Nutritional Fitness | Performance Nutrition: Fuel Your Body and Mind
Think you might need to lose a little weight?
You’re not alone.
Even in the military, where maintaining physical fitness remains a job requirement and a key component of military readiness, thousands of service members struggle with weight.
But physical fitness is more than just a set of scores measuring your body-mass index, run times, or how many push-ups you can do. Optimizing your physical fitness starts with a combination of good diet, healthy lifestyle and exercise serving as the foundation for increased strength, flexibility, balance, and endurance.
Yet keeping a healthy body weight is correlated with all those components and is essential for long term health, fitness and personal readiness..
Among the first things that professional dieticians and nutritionists are likely to tell you is to avoid “fad diets“, like Keto, intermittent fasting, Paleo and others.
Many people attempt these diets as quick-fixes, but these diets may not be healthy or effective for long-term weight loss. For some people, these diets can fuel frustration because people try them and then revert to their old eating habits, gaining even more than their initial starting weight.
Fad diets can be severely restrictive; they’re not something patients can maintain long term, said Air Force Lt. Col. Tracy Snyder, the nutrition consultant to the Air Force Surgeon General at the Air Force Medical Readiness Agency, in Falls Church, Virginia.
Severely restricting a specific food group could be problematic.
“Once their diet goes back to baseline, they quickly regain any weight or body fat that they lost and potentially get into a negative cycle of weight loss, weight gain, weight loss, weight gain, from one extreme to the next,” Snyder said. “That’s how we end up with yo-yo dieting.”
In addition to not being healthy, that cycle fuels frustration and makes patients feel like they can’t achieve their goals and their efforts are pointless.
Consuming a balanced diet rich in nutrients can “help prevent stress fractures and other anomalies that prevent military personnel from being ready for duty,” said Army 1st Lt. Cara Adams, a registered dietitian and the chief of outpatient nutrition at General Leonard Wood Army Community Hospital in Missouri.
Good nutrition goes beyond just calories and protein, she pointed out. “Our bodies were created to absorb and use nutrients from whole foods.”

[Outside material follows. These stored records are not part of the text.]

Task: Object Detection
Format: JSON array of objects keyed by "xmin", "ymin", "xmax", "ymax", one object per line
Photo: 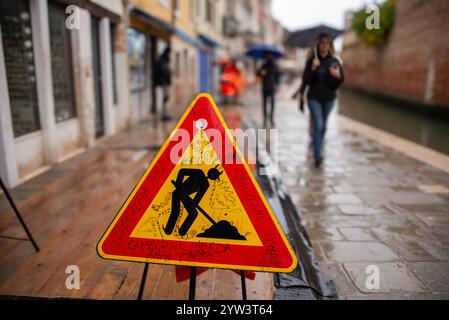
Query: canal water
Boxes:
[{"xmin": 338, "ymin": 89, "xmax": 449, "ymax": 155}]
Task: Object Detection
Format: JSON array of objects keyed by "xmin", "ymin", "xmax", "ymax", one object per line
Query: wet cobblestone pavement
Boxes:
[
  {"xmin": 245, "ymin": 85, "xmax": 449, "ymax": 299},
  {"xmin": 0, "ymin": 88, "xmax": 449, "ymax": 299}
]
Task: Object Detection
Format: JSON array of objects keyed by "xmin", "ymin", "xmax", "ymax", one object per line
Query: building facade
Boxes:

She suggested service members “start with the basics” by simply taking an honest look at what they eat and drink every single day. “Are you setting your body and your health up for success by consuming a variety of whole foods?” she asked.
Whole foods are foods that are not heavily processed or refined, like fruits, vegetables, nuts and seeds, beans and legumes, whole grains, meat, fish, and eggs.
“Unfortunately, our current food environment seems at odds with healthy eating,” she said. “The evolutionary discrepancy between our brain’s desire for calorie-dense foods to ensure survival and the ultra-processed food, sedentary living, and stressful lifestyle of today’s culture creates the perfect storm for constant cravings, weight gain, and poor health.”
Moreover, many fitness-oriented service members are focused more on cure-all dietary supplements rather than their core diet.
A good rule is to avoid any “diet” that is not truly stainable, Adams advised.
Many want quick fixes to weight loss. “They want to go vegan or vegetarian simply to lose weight, yet chicken and fish are their favorite foods. I remind patients that they do not have to completely eliminate any of their favorite foods to achieve their health goals. In fact, I encourage them not to.”
The most important goal is a healthy diet and regular physical activity.